In der Abgeschiedenheit einer abgeschotteten Kommune sind die vier Kinder Leser, werden bezaubert von Geschichten aus Büchern, die nichts mit der Wirklichkeit zu tun zu haben scheinen. Sie wachsen in einer Kommune auf, werden von der Welt draussen, der schlechten, verkommenen Welt ferngehalten. Bis die Behörden eingreifen, den Erwachsenen den Prozess machen und die Kinder «platzieren».

«Leben ist ein unregelmässiges Verb» kreist um ein Paradox; Man befreit die vier Kinder aus scheinbarer Isolation und steckt sie amtlich besiegelt in Isolation. Rolf Lappert beschreibt die vier Leben, wie jene Künstler, die in grossen Hallen Ordnung in die Dinge zu bringen versuchen. Angesichts der immensen Fülle an Stoff, den Rolf Lappert zu einem grossen Panorama verwebt; eine Herkulesaufgabe. Für Leser:innen aber purer Genuss!

 


Zum Beispiel Leander. Er ist einer, den man heute mit dem „Asperger Syndrom“ stempeln würde. Kinder mit Asperger mögen keine Veränderungen, werden durch solche maximal verunsichert. In Winnipeg, im Kapstädter Bruch, in der Kommune hatte er seinen Platz, wie alles seinen Platz hatte.

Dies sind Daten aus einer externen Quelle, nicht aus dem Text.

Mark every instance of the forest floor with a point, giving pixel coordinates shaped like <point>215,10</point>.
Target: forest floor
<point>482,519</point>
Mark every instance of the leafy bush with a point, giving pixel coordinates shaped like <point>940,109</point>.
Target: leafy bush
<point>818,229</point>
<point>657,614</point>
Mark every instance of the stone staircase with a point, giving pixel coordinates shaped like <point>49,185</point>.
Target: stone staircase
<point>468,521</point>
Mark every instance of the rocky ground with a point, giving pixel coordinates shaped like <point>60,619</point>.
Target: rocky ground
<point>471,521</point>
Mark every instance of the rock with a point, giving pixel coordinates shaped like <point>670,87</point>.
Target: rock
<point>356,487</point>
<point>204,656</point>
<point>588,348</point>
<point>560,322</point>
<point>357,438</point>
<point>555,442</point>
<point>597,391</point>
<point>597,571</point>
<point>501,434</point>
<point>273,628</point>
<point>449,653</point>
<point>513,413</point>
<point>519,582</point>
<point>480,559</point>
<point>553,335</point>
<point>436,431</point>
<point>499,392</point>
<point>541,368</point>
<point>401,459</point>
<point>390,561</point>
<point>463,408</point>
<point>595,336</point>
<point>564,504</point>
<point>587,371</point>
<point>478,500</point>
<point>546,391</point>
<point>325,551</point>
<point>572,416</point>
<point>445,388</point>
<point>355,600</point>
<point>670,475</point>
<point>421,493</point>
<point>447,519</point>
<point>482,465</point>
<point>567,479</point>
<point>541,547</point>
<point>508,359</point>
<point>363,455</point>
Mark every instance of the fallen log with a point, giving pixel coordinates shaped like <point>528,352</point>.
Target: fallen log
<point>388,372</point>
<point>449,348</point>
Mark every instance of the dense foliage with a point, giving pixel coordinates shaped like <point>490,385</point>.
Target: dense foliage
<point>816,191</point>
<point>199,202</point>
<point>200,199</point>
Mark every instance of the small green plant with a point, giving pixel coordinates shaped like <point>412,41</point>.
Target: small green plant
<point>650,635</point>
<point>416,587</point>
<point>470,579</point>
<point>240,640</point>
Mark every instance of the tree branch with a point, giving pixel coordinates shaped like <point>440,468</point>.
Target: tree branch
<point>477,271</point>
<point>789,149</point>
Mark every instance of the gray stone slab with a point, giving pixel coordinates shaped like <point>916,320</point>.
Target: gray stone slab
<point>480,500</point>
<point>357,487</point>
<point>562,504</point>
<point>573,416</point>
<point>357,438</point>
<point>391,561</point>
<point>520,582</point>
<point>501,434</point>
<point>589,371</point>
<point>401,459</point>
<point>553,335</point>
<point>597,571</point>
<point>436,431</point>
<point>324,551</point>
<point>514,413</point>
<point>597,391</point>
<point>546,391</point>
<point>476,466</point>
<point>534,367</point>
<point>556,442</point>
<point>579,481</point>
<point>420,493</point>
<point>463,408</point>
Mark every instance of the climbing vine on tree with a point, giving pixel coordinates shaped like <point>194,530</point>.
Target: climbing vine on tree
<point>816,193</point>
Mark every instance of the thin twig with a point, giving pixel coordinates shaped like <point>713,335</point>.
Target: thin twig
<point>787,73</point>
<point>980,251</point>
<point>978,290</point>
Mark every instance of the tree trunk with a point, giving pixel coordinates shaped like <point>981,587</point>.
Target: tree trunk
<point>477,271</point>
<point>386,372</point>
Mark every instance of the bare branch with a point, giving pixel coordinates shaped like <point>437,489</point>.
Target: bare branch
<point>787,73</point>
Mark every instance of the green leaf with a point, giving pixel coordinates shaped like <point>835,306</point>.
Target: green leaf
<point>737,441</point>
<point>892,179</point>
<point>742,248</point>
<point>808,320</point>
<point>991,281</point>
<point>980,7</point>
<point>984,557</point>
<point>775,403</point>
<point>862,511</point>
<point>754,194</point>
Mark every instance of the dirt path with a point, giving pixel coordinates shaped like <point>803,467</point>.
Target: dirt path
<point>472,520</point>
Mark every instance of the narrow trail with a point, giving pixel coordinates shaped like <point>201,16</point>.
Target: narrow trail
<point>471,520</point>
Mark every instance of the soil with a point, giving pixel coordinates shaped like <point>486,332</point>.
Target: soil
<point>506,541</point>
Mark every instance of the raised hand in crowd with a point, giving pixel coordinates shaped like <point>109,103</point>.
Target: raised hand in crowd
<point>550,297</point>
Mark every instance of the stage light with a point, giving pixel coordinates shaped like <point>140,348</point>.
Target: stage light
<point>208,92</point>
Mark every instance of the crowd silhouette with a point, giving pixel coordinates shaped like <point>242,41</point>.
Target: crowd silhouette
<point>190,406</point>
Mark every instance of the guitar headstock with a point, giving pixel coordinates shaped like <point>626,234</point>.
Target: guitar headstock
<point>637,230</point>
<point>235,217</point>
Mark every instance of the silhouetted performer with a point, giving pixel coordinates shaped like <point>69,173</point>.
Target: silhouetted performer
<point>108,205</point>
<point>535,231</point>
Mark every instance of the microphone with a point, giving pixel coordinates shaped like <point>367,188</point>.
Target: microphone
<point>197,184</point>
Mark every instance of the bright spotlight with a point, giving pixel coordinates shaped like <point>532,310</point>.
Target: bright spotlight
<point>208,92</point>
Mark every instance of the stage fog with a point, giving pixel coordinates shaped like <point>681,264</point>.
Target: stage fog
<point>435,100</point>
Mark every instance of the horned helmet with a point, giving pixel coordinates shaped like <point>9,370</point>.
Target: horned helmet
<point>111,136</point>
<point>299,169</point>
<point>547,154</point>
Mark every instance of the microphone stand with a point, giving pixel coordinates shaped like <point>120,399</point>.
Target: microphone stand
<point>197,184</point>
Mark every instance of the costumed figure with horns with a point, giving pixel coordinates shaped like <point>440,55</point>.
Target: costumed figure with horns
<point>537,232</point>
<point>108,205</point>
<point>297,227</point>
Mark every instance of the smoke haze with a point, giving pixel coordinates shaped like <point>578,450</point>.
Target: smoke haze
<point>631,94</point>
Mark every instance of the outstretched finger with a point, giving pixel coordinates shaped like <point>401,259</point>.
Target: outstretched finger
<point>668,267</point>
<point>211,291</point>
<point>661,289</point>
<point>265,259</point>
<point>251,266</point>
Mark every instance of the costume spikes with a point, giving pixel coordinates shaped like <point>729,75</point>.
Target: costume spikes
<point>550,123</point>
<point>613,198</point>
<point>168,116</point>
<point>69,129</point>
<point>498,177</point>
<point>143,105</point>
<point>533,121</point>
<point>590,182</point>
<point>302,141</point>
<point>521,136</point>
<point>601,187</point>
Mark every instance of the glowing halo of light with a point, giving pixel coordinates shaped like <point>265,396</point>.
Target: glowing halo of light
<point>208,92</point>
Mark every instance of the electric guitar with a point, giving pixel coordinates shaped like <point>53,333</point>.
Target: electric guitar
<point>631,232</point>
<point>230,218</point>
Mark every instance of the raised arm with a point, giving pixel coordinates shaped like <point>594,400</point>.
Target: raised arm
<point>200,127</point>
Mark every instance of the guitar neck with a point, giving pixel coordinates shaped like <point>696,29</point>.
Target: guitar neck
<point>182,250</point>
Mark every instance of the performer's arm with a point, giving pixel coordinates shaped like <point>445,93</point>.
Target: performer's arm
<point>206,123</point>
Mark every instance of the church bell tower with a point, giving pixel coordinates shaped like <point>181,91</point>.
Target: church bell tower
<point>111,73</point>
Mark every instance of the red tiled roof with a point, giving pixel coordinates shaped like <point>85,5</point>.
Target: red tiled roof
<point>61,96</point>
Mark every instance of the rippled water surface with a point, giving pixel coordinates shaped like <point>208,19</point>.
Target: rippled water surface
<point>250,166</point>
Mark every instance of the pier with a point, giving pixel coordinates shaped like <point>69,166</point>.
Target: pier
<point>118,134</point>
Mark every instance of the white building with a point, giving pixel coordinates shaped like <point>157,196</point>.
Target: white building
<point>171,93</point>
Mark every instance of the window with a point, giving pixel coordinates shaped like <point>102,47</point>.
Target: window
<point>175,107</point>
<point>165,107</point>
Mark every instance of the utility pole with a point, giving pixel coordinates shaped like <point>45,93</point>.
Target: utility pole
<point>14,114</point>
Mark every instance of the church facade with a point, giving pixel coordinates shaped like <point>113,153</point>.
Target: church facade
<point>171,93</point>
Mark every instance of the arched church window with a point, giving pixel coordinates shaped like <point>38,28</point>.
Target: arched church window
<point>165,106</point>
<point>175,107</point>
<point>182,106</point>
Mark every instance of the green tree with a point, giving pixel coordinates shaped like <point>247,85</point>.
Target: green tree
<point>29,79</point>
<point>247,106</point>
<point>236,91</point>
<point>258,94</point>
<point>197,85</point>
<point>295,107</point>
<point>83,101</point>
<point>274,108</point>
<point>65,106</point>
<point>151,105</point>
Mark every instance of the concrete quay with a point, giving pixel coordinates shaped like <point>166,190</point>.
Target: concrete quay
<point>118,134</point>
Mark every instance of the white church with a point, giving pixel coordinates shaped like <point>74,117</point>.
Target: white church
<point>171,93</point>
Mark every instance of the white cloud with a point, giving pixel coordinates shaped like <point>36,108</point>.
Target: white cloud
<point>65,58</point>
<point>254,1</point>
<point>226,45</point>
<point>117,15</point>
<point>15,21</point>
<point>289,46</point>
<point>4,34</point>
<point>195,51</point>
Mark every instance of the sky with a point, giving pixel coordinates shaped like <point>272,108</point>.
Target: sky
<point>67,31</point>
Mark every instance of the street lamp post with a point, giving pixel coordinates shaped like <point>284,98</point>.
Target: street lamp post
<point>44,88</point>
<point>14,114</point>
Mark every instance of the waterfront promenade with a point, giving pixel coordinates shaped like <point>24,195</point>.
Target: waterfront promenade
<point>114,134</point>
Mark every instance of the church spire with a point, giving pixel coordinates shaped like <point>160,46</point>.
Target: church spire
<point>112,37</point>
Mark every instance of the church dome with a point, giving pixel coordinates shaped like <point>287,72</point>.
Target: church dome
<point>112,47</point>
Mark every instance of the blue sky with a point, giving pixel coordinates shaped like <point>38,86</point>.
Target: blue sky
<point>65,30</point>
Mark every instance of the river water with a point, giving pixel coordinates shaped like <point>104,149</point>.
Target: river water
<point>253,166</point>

In der Welt draussen versucht ihn alles und jeder in eine Nische zu drängen. 

Manchmal bergen einzelne Kapitel derart viel Intensität, dass sie für sich allein schon Kulisse wären für einen Roman, so wie das Albrecht-von-Bumenthal-Internat, in das man Leander steckt. (Albrecht von Bumenthal, ein Philologen und Nazi, den es wirklich gegeben hat). Lapperts Roman ist ein Füllhorn, ein vielstimmiges Epos, das ebenso tief hineindringt, kolossal unterhält und überbordend sein kann, nicht zuletzt durch seinen Witz.


Eine andere Figur ist Ringo, dessen Nam wirklich etwas mit Ringo, dem Beatles zu tun hat. Er ist ein Held im Feuer, ein Versager im Wasser. Einer, der immer kippt, auf die eine oder andere Seite. Einer, der sich aus der Not unsichtbar machen will?
Die Vier sind dauernd auf der Suche, wenn nicht in Bewegung, dann auf einer Suche nach innen.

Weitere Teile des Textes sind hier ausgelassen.